Helping people develop life skills is increasingly recognised as a successful way to tackle social exclusion. But attempts to ‘teach’ life skills are often based on a misunderstanding of how people actually learn. We all have life skills that enable us to deal with everyday social and workplace situations without thinking. Life skills enable us to plan our lives, negotiate compromises with others, control our tempers and project a sense of who we are.
Life skills are those skills that are not related to a particular intellectual or vocational discipline, but rather describe the foundation skills for maintaining an independent lifestyle. And we pick them up as we go along. People who are socially excluded either never learned all the necessarily life skills to survive the modern world, or else they have lost them. It is now recognise that the experience of being homeless can lead to a rapid decline in people’s everyday life skills.
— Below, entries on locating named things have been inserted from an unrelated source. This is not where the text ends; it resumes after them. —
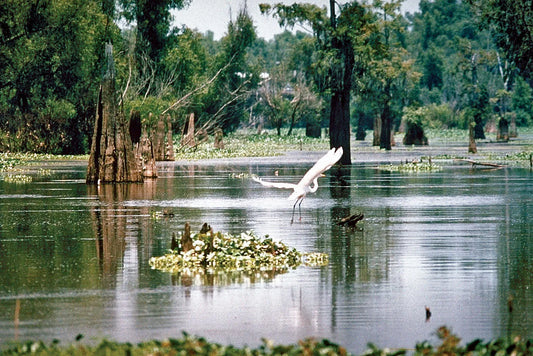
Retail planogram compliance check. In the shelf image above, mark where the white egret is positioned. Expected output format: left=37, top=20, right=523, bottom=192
left=253, top=147, right=342, bottom=222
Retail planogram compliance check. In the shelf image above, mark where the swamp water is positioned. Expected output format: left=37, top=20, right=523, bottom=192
left=0, top=160, right=533, bottom=353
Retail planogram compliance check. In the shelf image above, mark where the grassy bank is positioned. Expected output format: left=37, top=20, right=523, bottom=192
left=0, top=327, right=533, bottom=356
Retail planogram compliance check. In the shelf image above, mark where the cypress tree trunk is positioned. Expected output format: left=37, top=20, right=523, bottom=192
left=86, top=43, right=143, bottom=184
left=329, top=0, right=354, bottom=165
left=379, top=82, right=392, bottom=151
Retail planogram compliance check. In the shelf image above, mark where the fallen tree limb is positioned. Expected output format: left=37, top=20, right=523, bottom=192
left=337, top=213, right=365, bottom=227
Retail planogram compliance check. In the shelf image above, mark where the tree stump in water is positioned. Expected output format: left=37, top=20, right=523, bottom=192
left=214, top=128, right=224, bottom=149
left=181, top=113, right=196, bottom=147
left=496, top=116, right=509, bottom=142
left=86, top=43, right=143, bottom=184
left=468, top=122, right=477, bottom=153
left=403, top=121, right=428, bottom=146
left=337, top=213, right=365, bottom=227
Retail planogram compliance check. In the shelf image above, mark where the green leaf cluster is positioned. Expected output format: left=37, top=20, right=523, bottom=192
left=149, top=231, right=328, bottom=273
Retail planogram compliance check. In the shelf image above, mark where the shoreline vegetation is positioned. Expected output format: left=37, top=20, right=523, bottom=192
left=0, top=327, right=533, bottom=356
left=0, top=128, right=533, bottom=174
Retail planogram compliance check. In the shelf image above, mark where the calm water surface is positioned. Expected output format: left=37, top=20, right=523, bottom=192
left=0, top=161, right=533, bottom=353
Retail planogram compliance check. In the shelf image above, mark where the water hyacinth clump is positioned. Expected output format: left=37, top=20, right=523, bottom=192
left=149, top=231, right=328, bottom=273
left=378, top=160, right=442, bottom=173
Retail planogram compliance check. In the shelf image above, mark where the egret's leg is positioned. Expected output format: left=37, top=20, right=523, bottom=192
left=291, top=198, right=303, bottom=224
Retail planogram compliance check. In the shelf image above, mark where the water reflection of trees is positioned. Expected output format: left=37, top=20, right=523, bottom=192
left=87, top=180, right=156, bottom=286
left=171, top=270, right=288, bottom=287
left=495, top=170, right=533, bottom=336
left=330, top=167, right=390, bottom=284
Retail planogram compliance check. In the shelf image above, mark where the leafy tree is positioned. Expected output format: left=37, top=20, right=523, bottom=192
left=202, top=7, right=259, bottom=131
left=467, top=0, right=533, bottom=80
left=260, top=0, right=378, bottom=164
left=120, top=0, right=189, bottom=62
left=511, top=77, right=533, bottom=126
left=0, top=0, right=110, bottom=153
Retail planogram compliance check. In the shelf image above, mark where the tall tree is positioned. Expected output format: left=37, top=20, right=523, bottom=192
left=467, top=0, right=533, bottom=80
left=0, top=0, right=110, bottom=153
left=204, top=6, right=259, bottom=131
left=260, top=0, right=371, bottom=164
left=120, top=0, right=190, bottom=62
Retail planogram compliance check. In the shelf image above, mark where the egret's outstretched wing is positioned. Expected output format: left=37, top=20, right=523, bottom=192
left=252, top=177, right=296, bottom=189
left=298, top=147, right=342, bottom=186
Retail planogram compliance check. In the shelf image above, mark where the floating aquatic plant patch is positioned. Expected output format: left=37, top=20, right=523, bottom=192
left=149, top=229, right=328, bottom=273
left=378, top=161, right=442, bottom=173
left=4, top=174, right=33, bottom=184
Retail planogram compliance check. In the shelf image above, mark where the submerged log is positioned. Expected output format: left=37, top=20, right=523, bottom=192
left=86, top=43, right=143, bottom=184
left=337, top=213, right=365, bottom=227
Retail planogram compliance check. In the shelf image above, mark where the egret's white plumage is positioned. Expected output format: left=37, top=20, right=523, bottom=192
left=253, top=147, right=342, bottom=217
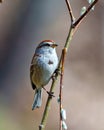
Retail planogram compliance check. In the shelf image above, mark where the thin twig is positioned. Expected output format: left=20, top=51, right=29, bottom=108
left=39, top=0, right=98, bottom=130
left=65, top=0, right=75, bottom=23
left=73, top=0, right=99, bottom=27
left=59, top=48, right=66, bottom=130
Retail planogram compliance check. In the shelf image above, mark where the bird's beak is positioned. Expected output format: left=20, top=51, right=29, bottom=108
left=51, top=43, right=58, bottom=48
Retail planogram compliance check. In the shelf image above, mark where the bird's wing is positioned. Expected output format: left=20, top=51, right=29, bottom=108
left=30, top=65, right=36, bottom=89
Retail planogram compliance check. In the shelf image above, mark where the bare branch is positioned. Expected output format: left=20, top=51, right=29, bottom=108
left=73, top=0, right=99, bottom=27
left=65, top=0, right=75, bottom=23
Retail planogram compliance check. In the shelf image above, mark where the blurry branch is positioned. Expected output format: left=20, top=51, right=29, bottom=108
left=39, top=0, right=98, bottom=130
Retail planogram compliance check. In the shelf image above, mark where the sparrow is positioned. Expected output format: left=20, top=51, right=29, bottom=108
left=30, top=40, right=58, bottom=110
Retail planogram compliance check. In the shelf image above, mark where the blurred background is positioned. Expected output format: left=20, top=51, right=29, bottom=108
left=0, top=0, right=104, bottom=130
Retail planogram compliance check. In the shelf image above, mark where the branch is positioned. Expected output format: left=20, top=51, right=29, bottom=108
left=65, top=0, right=75, bottom=23
left=39, top=0, right=98, bottom=130
left=73, top=0, right=99, bottom=27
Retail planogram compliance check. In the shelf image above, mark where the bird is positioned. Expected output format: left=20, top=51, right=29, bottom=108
left=30, top=40, right=58, bottom=110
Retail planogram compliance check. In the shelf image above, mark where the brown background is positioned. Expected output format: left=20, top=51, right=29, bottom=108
left=0, top=0, right=104, bottom=130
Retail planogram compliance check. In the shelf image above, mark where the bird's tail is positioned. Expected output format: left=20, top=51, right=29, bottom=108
left=32, top=89, right=42, bottom=110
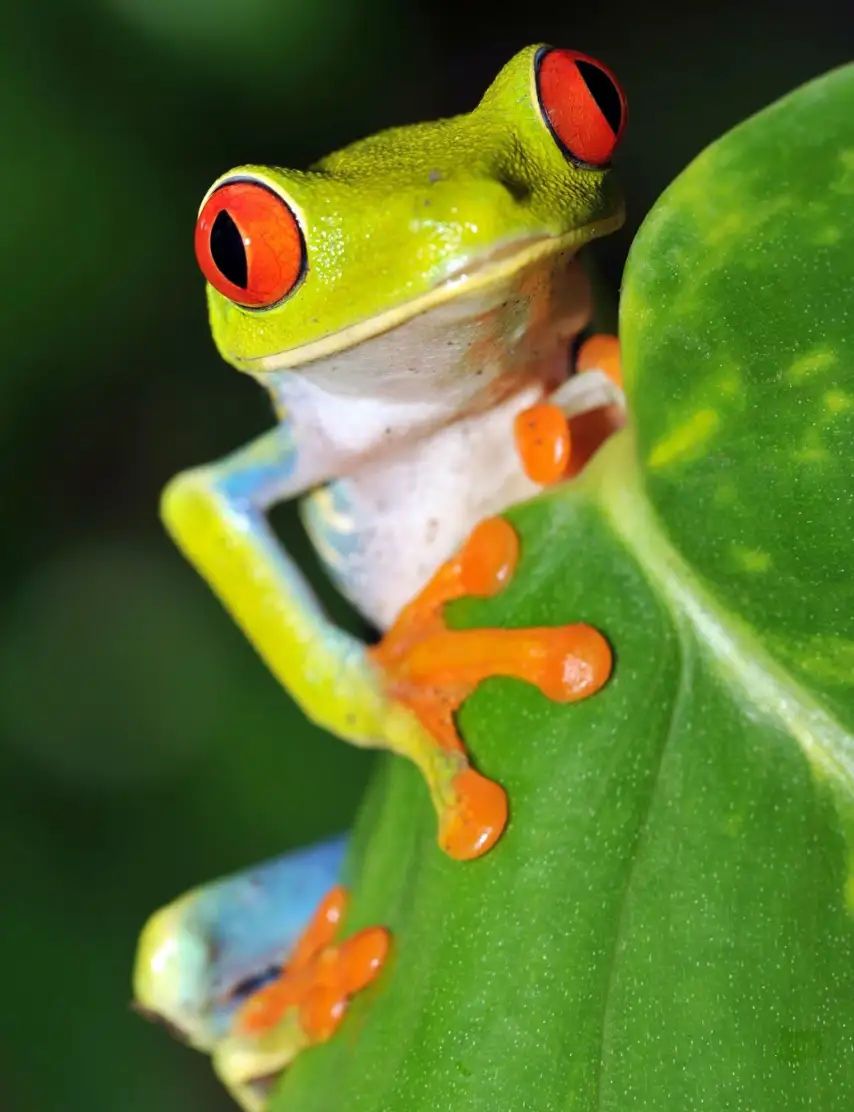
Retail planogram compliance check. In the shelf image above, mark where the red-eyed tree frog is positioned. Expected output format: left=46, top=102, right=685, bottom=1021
left=135, top=39, right=626, bottom=1112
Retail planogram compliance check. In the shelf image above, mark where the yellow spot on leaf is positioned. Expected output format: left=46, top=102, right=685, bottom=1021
left=831, top=150, right=854, bottom=196
left=647, top=409, right=721, bottom=467
left=787, top=348, right=836, bottom=383
left=845, top=861, right=854, bottom=915
left=813, top=224, right=842, bottom=247
left=731, top=545, right=771, bottom=575
left=794, top=428, right=831, bottom=464
left=824, top=390, right=854, bottom=414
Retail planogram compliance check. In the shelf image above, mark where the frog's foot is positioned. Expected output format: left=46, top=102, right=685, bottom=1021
left=234, top=885, right=390, bottom=1048
left=515, top=335, right=626, bottom=486
left=370, top=517, right=612, bottom=860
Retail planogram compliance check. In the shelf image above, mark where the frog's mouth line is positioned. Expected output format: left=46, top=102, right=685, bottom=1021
left=229, top=208, right=625, bottom=378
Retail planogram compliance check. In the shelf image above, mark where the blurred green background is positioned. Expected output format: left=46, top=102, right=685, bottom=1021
left=0, top=0, right=854, bottom=1112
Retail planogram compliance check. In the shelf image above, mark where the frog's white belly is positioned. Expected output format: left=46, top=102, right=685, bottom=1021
left=301, top=384, right=543, bottom=629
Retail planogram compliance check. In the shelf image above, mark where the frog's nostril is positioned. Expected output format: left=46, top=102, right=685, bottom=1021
left=502, top=178, right=530, bottom=205
left=210, top=209, right=248, bottom=289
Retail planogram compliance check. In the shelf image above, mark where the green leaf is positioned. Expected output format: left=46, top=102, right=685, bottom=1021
left=272, top=68, right=854, bottom=1112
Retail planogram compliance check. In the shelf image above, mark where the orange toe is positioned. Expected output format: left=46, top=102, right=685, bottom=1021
left=370, top=509, right=612, bottom=861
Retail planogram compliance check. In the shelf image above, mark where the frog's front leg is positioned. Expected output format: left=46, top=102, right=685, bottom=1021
left=161, top=418, right=507, bottom=858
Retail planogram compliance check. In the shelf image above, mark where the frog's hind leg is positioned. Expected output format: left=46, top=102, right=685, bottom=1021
left=133, top=837, right=389, bottom=1112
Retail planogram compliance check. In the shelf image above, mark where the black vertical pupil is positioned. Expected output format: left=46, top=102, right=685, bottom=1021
left=575, top=59, right=623, bottom=135
left=210, top=209, right=249, bottom=289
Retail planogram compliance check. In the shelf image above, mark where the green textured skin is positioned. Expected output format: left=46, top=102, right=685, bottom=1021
left=271, top=68, right=854, bottom=1112
left=208, top=47, right=623, bottom=365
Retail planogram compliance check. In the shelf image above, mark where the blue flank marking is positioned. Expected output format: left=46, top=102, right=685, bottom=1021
left=182, top=835, right=347, bottom=1036
left=215, top=418, right=299, bottom=510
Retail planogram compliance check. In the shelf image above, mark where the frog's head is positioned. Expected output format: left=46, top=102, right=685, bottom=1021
left=196, top=46, right=626, bottom=374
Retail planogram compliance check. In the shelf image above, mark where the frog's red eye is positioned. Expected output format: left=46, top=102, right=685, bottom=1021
left=536, top=47, right=626, bottom=169
left=196, top=180, right=306, bottom=309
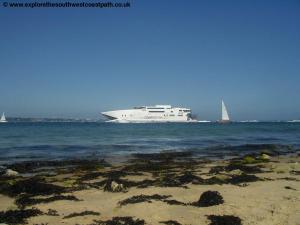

Tackling homeless means more than providing people with shelter. It is vital that homeless people are also
re-equipped to survive everyday life. This is not a simple matter, and simply teaching life skills in a formal sense often does not work.
Successful attempts to rebuild the confidence of homeless and socially excluded people are based on the realisation that ‘teaching’ life skills isn’t really possible; people have to develop them through experience. For homeless people, the key is working out how their own experiences can translate into life skills that can be used in mainstream society.
Survival Skills investigates how the life skills concept has been successful used to tackle social exclusion, including an innovative facility called Skylight, which is run by the homeless charity, Crisis. The authors make recommendations for service providers and policy makers on how to develop the use of life skills.